Esses dias atrás rolou uma feijoada no novo espaço do Enraizados. Mais ou menos umas 70 pessoas estiveram presentes e o que mais me chamou atenção foi o clima de família presente na casa. Quando digo família, me refiro ao sentido mais literal possível da palavra. Ver o Dudu segurando a emoção ao dizer para as pessoas que sua mãe e suas tias estavam ali, que sua filha estava fotografando tudo, que sua esposa e seu bebê que está a caminho estavam ali… Putz, fiquei com os olhos cheios de lágrimas.
Lembro da antiga sede. Havia um pequeno palco, um grande espaço, uma biblioteca, um montão de computadores, um estúdio… Toda a estrutura necessária pra fazer um barulhão. Qualquer ideia saía facilmente do papel, afinal já estava tudo lá, pronto pra ser usado. No entanto, há um tempo atrás as coisas mudaram e o Enraizados ficou sem aquele espaço maneirão em Morro Agudo. E agora?
A era “sem teto” do Morro Agudo forçou Dudu e seus aliados a irem além. No momento em que qualquer um daria passos pra trás, DMA deu tantos passos pra frente, que foi parar em Miami com o Marcão e com o Léo. Um dos projetos mais lindos da história do Enraizados saiu do papel: o Caleidoscópio. Esse aí eu tenho um carinho especial, afinal Dudu me convidou pra fazer a direção de arte da parada. Estão usando a marquinha que eu fiz até hoje, ó que orgulho!
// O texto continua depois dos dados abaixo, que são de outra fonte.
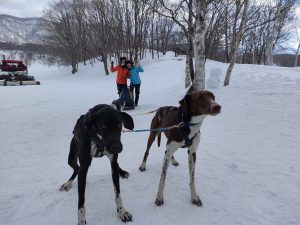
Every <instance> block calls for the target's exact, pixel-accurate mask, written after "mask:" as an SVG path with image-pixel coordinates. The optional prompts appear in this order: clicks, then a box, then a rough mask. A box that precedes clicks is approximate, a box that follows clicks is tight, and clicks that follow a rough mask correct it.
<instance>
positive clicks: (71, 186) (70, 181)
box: [59, 180, 72, 191]
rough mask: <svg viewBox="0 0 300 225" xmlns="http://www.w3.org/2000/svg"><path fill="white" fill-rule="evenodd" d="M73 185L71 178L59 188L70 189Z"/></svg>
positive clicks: (60, 189)
mask: <svg viewBox="0 0 300 225" xmlns="http://www.w3.org/2000/svg"><path fill="white" fill-rule="evenodd" d="M71 187H72V181H71V180H69V181H68V182H66V183H64V184H63V185H61V186H60V188H59V190H60V191H69V190H70V189H71Z"/></svg>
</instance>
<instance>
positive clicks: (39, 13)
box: [0, 0, 50, 17]
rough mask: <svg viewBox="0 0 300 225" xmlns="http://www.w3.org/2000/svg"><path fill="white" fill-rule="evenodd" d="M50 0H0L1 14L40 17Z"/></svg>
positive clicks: (0, 11) (18, 15) (0, 7)
mask: <svg viewBox="0 0 300 225" xmlns="http://www.w3.org/2000/svg"><path fill="white" fill-rule="evenodd" d="M49 1H50V0H0V14H8V15H12V16H17V17H39V16H41V12H42V10H43V9H44V8H45V7H46V6H47V4H48V2H49Z"/></svg>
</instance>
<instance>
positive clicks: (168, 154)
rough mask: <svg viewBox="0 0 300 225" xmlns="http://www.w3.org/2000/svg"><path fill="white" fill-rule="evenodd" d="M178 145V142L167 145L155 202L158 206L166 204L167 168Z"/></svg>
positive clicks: (176, 148)
mask: <svg viewBox="0 0 300 225" xmlns="http://www.w3.org/2000/svg"><path fill="white" fill-rule="evenodd" d="M176 145H178V144H172V143H171V144H168V145H167V150H166V152H165V157H164V162H163V166H162V172H161V177H160V182H159V187H158V192H157V196H156V200H155V204H156V205H157V206H160V205H162V204H164V198H163V194H164V188H165V181H166V176H167V170H168V167H169V164H170V160H171V158H172V156H173V154H174V152H175V151H176V150H177V149H178V148H179V146H176Z"/></svg>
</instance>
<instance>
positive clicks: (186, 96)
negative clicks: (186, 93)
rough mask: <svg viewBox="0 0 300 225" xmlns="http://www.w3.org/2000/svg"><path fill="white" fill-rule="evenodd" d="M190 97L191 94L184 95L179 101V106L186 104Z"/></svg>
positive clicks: (189, 100)
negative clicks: (179, 100)
mask: <svg viewBox="0 0 300 225" xmlns="http://www.w3.org/2000/svg"><path fill="white" fill-rule="evenodd" d="M191 97H192V96H191V95H186V96H184V98H183V99H181V100H180V101H179V104H180V105H181V106H188V105H189V104H190V102H191Z"/></svg>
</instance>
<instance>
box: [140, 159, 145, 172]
mask: <svg viewBox="0 0 300 225" xmlns="http://www.w3.org/2000/svg"><path fill="white" fill-rule="evenodd" d="M139 170H140V171H141V172H143V171H145V170H146V163H145V162H144V161H143V162H142V164H141V165H140V168H139Z"/></svg>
Além dos grandes projetos o Enraizados passou a ocupar novos espaços. A sede do Enraizados se tornou a cidade inteira de Nova Iguaçu. Uma série de eventos no Boteco da Juliana, a circulação dos artistas ligados ao movimento, o Caleidoloucos, o RapLab que ganhou residência na Pavuna e tantas outras ações provaram que o Movimento Enraizados se tornou uma base para a produção cultural independente na Baixada Fluminense.
A melhor parte agora é pensar no futuro. Se antes as coisas iam bem, agora após tantas novas experiências e uma nova leva de artistas e aliados, o Enraizados tem todas as condições do mundo para transformar essa nova sede em algo ainda mais potente. Dá pra esperar cursos, oficinas, palestras, shows, festas, encontros…
Putz, não tem como não falar sobre a nova leva de gente. A foto acima foi clicada pela Bia, filha do Dudu, que está se dedicando como fotógrafa e DJ. Tem mais uma galera enorme, como o grupo Dinastia, que nasceu através das oficinas de rap. Escritores da cidade passaram a olhar mais e se envolver com o Enraizados. Três dos cinco artistas residentes do Sarau do Vulcão foram formados pelo Enraizados, mostrando que o Movimento tem uma entrega forte para a economia criativa da Baixada Fluminense.
Economia criativa. Baixada Fluminense. Duas palavras tão distantes quanto políticos e cadeia, mas que ultimamente têm andado juntas.
Minha única dúvida é se o novo espaço será suficiente. O Enraizados tem ciclos de crescimento cada vez maiores e desconfio que essa nova sede, apesar de ser numa área bastante espaçosa, não vai comportar a quantidade de projetos que o Instituto tem. Mas tudo bem.
A sede do Enraizados é toda a cidade de Nova Iguaçu.